ところがその後、あるハイキング好きの人たちがこっそり歩いてみると、渓谷沿いにトンネルや鉄橋がそのまま残されている「スリル満点のハイキングコース」だったのです。その噂が少しづつ伝わって歩く人が増え、距離が約8km・歩行が約2時間で、景色が良く平坦な歩きやすい「子供からお年寄りまで歩ける最高のハイキングコース」ということが広がっていったのです。
JR側もこの状況にあまり目くじらを立てませんでした。線路跡の入り口に「危険に付き進入禁止(何かあっても自己責任で)」という趣旨の看板を立ててハイカーの進入を黙認するのみならず、鉄橋などの危険個所を補修して歩きやすくするなど「粋な対応」をしてくれたのです。今ではトイレのある休憩所も設置されていて、天気の良い日などはお弁当を楽しむグループや家族連れで賑わっているほどです。皆さんも一度歩いてみてはいかがですか。面白いですよ。
私は といえば、話が少し長くなりますが実は昔ある高校で担任をしていた時に春の遠足でクラスの生徒41人と歩いたことがありました。「宝塚」から1駅目の「生瀬(なまぜ)」駅前から歩き始めて、例の看板を横目に線路跡に入り、武庫川の渓谷(峡谷と言ってもいい風景)沿いに歩いて鉄橋を渡り、真っ暗なトンネルを何度もくぐり抜けて武田尾の駅前に着きました。歩いているあいだ生徒たちは、川の中の「巨岩・奇岩」が大雨の時に上流から流されて来たと知っては驚き、懐中電灯を消して真っ暗になったトンネルの中で語った「常紋トンネル」の話に悲鳴をあげたりと、テンションが上がりっぱなしでした。
更にそこから吊り橋を渡って温泉郷まで行き、予約していた ㋖マルキ旅館に着きました。

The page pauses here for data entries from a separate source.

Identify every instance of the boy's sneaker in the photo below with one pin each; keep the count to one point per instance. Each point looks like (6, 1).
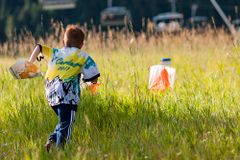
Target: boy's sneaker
(48, 145)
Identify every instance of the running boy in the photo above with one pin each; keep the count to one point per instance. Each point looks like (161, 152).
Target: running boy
(62, 80)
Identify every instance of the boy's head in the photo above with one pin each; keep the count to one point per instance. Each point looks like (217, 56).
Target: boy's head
(73, 37)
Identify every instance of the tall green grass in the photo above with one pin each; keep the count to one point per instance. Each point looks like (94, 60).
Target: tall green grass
(198, 119)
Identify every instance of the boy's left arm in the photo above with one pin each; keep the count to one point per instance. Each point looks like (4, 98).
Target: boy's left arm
(90, 71)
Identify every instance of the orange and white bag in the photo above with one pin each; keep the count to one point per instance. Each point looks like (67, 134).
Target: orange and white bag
(23, 69)
(161, 78)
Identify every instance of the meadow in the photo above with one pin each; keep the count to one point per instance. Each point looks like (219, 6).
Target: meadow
(198, 119)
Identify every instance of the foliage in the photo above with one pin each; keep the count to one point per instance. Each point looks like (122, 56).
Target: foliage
(199, 119)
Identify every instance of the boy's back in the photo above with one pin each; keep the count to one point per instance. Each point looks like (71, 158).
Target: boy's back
(62, 83)
(64, 73)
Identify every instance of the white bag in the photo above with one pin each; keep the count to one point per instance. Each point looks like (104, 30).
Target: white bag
(161, 77)
(23, 69)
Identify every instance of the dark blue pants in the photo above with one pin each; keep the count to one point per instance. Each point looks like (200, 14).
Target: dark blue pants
(63, 130)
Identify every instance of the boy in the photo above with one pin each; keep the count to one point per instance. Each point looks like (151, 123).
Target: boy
(62, 80)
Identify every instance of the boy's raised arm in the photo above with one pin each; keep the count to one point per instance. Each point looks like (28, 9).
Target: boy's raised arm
(35, 53)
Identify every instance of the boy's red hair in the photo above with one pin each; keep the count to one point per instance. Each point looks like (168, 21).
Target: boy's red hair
(73, 36)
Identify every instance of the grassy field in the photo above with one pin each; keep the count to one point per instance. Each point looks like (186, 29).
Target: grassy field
(198, 119)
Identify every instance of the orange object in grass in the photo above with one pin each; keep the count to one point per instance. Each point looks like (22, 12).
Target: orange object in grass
(93, 87)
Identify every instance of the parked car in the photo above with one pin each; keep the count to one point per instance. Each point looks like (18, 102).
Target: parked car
(198, 23)
(58, 4)
(115, 17)
(168, 22)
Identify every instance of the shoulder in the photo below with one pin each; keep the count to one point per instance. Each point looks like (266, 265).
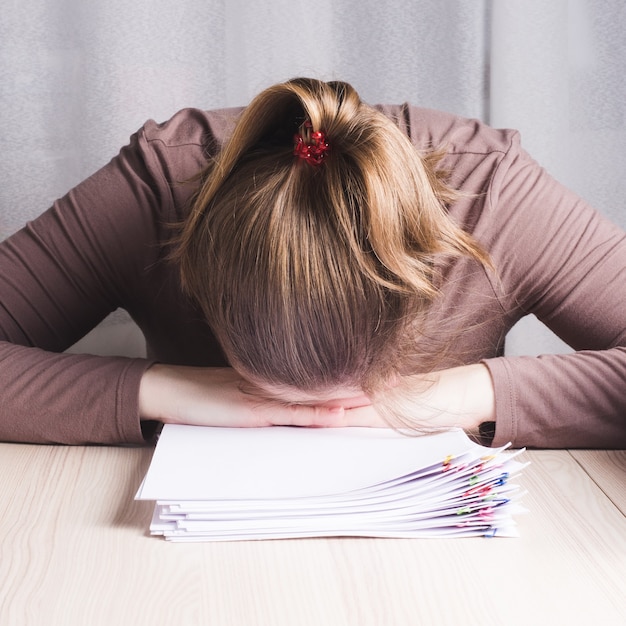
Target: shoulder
(432, 129)
(193, 127)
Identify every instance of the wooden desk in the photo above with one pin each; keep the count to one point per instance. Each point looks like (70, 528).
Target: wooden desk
(75, 551)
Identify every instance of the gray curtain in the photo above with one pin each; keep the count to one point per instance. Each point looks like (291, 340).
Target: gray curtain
(77, 77)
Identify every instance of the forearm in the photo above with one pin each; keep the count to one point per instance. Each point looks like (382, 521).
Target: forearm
(68, 398)
(562, 401)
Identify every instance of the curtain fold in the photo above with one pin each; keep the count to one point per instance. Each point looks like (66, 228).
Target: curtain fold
(77, 77)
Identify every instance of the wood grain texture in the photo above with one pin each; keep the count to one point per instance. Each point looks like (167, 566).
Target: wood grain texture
(608, 470)
(75, 551)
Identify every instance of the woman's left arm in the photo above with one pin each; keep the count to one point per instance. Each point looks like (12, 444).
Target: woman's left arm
(559, 259)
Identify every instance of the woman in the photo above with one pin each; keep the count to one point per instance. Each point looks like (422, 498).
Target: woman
(325, 263)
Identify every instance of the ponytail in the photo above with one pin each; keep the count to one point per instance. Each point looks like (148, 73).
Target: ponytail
(311, 271)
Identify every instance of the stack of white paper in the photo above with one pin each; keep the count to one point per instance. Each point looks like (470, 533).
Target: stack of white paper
(267, 483)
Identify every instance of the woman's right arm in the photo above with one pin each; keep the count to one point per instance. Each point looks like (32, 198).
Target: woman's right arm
(59, 277)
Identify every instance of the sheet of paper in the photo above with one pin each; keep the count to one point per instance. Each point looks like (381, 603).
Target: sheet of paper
(203, 463)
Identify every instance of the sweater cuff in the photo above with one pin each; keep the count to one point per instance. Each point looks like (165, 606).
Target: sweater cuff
(506, 401)
(129, 425)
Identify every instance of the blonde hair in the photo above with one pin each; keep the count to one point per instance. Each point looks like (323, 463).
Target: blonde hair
(313, 277)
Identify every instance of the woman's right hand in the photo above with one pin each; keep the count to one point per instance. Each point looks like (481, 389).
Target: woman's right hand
(221, 397)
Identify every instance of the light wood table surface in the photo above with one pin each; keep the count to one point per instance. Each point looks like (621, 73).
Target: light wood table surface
(75, 551)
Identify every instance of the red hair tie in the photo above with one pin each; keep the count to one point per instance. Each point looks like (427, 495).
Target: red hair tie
(313, 152)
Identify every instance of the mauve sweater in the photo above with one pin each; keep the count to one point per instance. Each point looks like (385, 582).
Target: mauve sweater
(104, 246)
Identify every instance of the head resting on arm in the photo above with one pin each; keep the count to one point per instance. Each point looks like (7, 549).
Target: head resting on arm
(313, 276)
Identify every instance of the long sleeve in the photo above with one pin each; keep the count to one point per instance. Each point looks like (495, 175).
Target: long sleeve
(559, 259)
(60, 276)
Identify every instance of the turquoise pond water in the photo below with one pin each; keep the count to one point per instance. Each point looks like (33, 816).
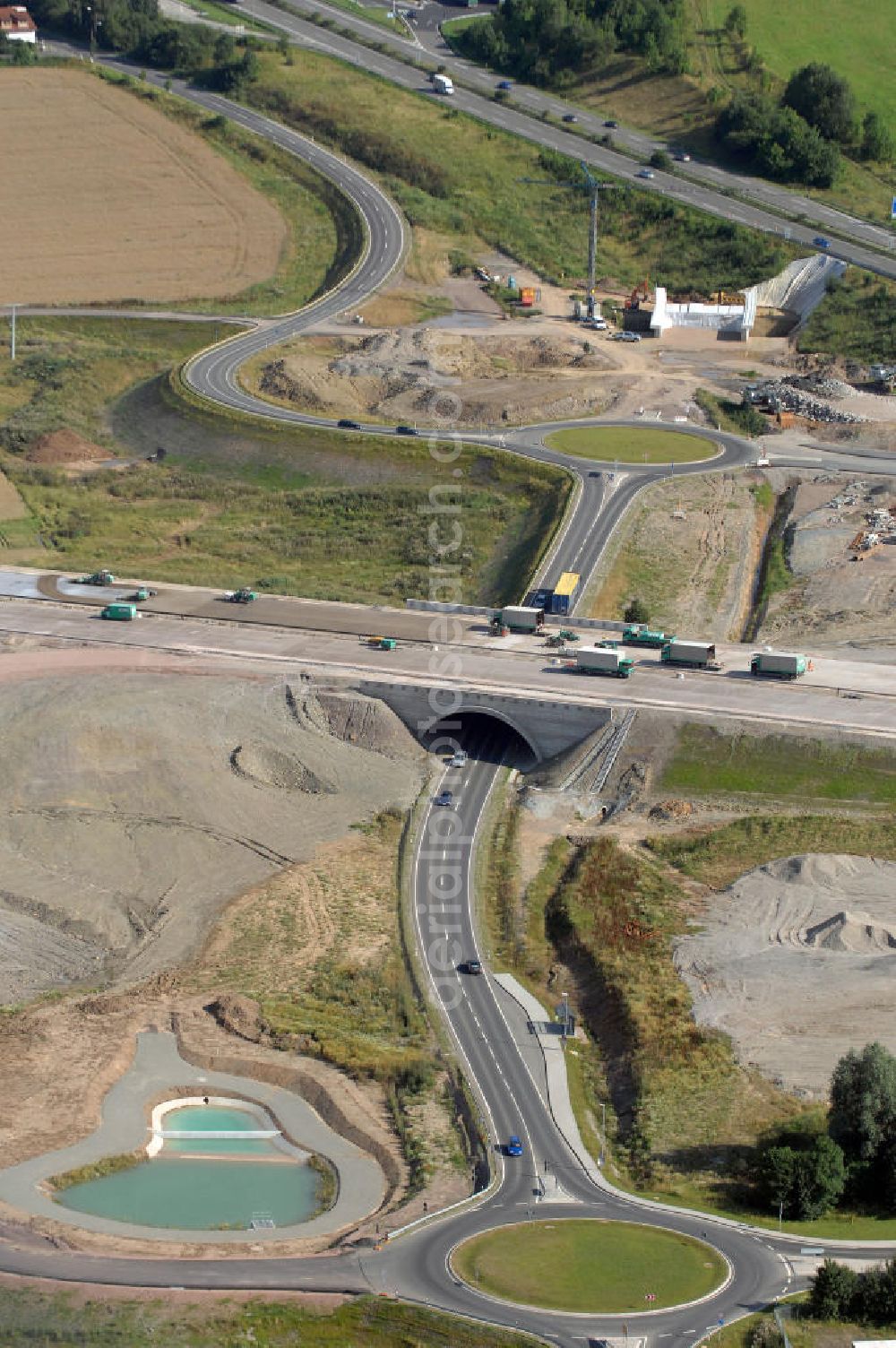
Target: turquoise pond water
(182, 1190)
(200, 1195)
(209, 1118)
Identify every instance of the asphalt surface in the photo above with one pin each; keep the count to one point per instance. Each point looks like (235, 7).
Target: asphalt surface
(706, 186)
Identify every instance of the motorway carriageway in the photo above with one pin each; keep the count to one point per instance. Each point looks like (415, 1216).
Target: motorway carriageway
(332, 655)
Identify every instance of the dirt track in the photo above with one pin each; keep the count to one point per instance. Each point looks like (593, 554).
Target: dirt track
(795, 962)
(136, 804)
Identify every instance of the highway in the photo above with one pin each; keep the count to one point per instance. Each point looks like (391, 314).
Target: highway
(736, 197)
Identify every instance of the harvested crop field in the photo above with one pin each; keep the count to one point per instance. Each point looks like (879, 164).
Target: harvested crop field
(150, 211)
(149, 799)
(795, 962)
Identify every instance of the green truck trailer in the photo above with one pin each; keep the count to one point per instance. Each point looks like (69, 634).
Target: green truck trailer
(779, 665)
(646, 636)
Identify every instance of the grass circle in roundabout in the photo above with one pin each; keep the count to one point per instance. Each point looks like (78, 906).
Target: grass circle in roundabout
(633, 444)
(589, 1266)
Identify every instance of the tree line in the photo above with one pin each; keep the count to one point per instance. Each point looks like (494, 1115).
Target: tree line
(802, 1174)
(136, 29)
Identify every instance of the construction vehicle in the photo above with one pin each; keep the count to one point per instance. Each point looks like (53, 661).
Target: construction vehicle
(519, 619)
(96, 578)
(564, 592)
(641, 635)
(697, 655)
(639, 296)
(596, 660)
(779, 665)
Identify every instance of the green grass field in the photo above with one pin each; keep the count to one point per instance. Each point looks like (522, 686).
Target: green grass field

「歓迎 ○○高校二年一組 御一行様」と大書された玄関から上がり、貸切りの大広間に通して戴きました。すると、部屋に入った生徒たちから「すごい!」という声が起こりました。大広間には人数分の箱膳(銘々膳)がズラリと並んでいたのです。昼定食を生徒一人ひとりに箱膳で出して下さったのです。更には、メニューに入っていない鶏の唐揚げまで付けてもらって、生徒たちは「日帰り入浴」を堪能したのです。もっとも、入浴したのは男子だけで、女子は当時出たての携帯電話の「アドレス交換」をして盛り上がっていましたが・・・。
帰りがけ、いろいろな配慮に対する感謝の気持ちを女将さんに伝えると「この子たちが大人になって、家族でまた来て下さることをお待ちしています」とのことでした。その後、実際に再訪問した者はいたのでしょうか。しかし残念なことに ㋖マルキ旅館は近年になって閉館されて、趣きのある建物も無くなってしまいました。あの有名な「岩窟風呂」に、もう一度入りたかったのですが・・・。